If the sides of a triangle are in AP, and the greatest angle of the triangle is double the smallest angle, the ratio of the sides of the triangle is

Let the sides of the triangle be a-d, a and a+d, with a > d>0. 

Clearly, a -d is the smallest side and a + d is the largest side. 

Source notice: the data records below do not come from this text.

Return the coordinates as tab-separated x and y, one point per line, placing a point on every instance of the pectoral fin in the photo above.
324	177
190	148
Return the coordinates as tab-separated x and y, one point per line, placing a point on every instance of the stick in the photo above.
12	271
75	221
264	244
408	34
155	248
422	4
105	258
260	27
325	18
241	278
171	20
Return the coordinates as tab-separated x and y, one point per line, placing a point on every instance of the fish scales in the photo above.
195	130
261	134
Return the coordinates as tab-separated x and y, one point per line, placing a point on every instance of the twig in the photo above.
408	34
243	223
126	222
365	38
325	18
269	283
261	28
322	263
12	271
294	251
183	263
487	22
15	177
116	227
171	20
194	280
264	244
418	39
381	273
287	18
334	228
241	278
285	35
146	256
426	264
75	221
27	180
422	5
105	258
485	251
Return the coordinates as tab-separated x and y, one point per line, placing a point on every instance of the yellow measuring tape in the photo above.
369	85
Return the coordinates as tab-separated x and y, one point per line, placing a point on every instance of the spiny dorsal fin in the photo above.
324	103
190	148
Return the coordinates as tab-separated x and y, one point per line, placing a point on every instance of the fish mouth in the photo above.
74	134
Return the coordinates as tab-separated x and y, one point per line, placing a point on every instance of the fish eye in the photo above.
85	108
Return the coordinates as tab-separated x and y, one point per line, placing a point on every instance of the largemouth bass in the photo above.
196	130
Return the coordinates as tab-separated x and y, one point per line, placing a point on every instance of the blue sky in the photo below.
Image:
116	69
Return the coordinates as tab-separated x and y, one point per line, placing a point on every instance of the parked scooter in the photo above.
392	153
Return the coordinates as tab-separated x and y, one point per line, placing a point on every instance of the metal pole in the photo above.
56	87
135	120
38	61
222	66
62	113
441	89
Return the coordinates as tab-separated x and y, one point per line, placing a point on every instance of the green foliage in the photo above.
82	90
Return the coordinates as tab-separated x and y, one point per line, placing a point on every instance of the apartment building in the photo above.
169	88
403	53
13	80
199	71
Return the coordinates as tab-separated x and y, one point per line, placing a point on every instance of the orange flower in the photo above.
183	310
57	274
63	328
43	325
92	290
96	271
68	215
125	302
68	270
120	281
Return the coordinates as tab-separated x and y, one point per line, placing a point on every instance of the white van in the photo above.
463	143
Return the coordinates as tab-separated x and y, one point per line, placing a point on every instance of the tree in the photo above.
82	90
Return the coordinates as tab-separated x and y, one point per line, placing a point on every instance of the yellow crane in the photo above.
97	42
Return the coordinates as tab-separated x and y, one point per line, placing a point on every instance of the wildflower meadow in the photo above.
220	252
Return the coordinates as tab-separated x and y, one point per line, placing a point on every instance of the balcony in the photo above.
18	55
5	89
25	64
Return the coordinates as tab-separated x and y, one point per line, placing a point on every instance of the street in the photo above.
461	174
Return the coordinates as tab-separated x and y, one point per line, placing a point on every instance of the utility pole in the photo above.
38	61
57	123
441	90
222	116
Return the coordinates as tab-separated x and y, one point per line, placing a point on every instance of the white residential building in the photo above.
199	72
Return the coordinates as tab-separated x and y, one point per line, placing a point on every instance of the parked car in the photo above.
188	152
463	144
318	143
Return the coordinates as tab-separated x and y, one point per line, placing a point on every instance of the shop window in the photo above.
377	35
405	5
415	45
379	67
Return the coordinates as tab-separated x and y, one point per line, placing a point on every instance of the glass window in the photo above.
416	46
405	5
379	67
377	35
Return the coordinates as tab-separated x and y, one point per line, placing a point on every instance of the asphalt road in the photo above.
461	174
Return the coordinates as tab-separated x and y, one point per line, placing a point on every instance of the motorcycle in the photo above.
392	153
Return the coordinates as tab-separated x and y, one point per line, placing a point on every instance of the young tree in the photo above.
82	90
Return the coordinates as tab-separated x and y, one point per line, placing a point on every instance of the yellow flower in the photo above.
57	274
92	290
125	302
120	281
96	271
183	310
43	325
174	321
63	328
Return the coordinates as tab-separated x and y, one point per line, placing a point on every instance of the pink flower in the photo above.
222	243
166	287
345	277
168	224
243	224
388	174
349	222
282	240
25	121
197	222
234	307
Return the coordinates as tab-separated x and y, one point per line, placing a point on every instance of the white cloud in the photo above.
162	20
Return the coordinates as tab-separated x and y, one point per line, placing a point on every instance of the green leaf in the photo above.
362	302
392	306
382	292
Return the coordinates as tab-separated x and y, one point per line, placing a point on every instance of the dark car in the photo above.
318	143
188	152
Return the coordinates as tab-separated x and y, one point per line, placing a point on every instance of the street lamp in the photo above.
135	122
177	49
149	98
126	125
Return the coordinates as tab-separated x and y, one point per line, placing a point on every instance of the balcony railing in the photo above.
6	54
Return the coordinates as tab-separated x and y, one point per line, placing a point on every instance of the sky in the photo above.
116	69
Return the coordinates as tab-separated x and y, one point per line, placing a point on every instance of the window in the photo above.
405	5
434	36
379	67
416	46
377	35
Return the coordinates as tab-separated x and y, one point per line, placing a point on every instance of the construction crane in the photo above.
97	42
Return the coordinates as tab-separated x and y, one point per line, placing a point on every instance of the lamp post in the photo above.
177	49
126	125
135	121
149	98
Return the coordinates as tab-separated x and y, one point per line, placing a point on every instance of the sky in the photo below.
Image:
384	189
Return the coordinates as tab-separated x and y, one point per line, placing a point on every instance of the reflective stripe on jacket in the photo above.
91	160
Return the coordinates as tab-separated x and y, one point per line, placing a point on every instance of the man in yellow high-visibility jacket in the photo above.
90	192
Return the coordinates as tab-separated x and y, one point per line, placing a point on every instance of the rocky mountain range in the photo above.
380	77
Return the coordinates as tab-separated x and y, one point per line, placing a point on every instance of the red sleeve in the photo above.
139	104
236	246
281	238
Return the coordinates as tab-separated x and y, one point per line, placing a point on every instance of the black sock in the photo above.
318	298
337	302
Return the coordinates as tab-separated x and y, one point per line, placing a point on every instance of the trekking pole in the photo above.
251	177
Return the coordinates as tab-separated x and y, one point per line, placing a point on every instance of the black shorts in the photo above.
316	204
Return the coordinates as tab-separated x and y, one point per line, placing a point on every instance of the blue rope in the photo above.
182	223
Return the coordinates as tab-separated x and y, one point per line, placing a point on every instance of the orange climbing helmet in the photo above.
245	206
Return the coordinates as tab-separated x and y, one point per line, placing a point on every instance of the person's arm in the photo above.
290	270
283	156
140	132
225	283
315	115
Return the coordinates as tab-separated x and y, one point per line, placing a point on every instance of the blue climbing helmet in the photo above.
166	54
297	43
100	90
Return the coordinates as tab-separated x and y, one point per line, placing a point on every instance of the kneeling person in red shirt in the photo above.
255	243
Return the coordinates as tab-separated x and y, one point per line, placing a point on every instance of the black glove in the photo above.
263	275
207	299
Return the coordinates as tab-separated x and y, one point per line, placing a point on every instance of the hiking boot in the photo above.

So, A is the smallest angle and C is the largest angle. It is given that C = 2A. 

Thus, the angles of the triangle are A, 2A and  $\mathrm{\pi }$-3A. 

Applying the law of sines, we obtain 

$\begin{array}{rl} & \frac{\mathrm{a}-\mathrm{d}}{\sin \mathrm{A}}=\frac{\mathrm{a}}{\sin (\mathrm{\pi }-3\mathrm{A})}=\frac{\mathrm{a}+\mathrm{d}}{\sin 2\mathrm{A}}\\ \Rightarrow & \frac{\mathrm{a}-\mathrm{d}}{\sin \mathrm{A}}=\frac{\mathrm{a}}{\sin 3\mathrm{A}}=\frac{\mathrm{a}+\mathrm{d}}{\sin 2\mathrm{A}}\\ \Rightarrow & \frac{\mathrm{a}-\mathrm{d}}{\sin \mathrm{A}}=\frac{\mathrm{a}}{3\sin \mathrm{A}-4{\sin }^3\mathrm{A}}=\frac{\mathrm{a}+\mathrm{d}}{2\sin \mathrm{Acos}\mathrm{A}}\\ \Rightarrow & \frac{\mathrm{a}-\mathrm{d}}{1}=\frac{\mathrm{a}}{3-4{\sin }^2\mathrm{A}}=\frac{\mathrm{a}+\mathrm{d}}{2\cos \mathrm{A}}\\ \Rightarrow & 3-4{\sin }^2\mathrm{A}=\frac{\mathrm{a}}{\mathrm{a}-\mathrm{d}}\text{and}2\cos \mathrm{A}=\frac{\mathrm{a}+\mathrm{d}}{\mathrm{a}-\mathrm{d}}\\ \Rightarrow & 4{\cos }^2\mathrm{A}-1=\frac{\mathrm{a}}{\mathrm{a}-\mathrm{d}}\text{and}2\cos \mathrm{A}=\frac{\mathrm{a}+\mathrm{d}}{\mathrm{a}-\mathrm{d}}\end{array}$

$\Rightarrow {\left(\frac{\mathrm{a}+\mathrm{d}}{\mathrm{a}-\mathrm{d}}\right)}^2-1=\frac{\mathrm{a}}{\mathrm{a}-\mathrm{d}}\Rightarrow \mathrm{a}=5\mathrm{d}$

Thus, the sides of the triangle are a-d, a, a + d    i.e. 4d, 5d, 6d.

Hence, the ratio of the sides of the triangle is 4d :5d: 6d     i.e. 4:5:6.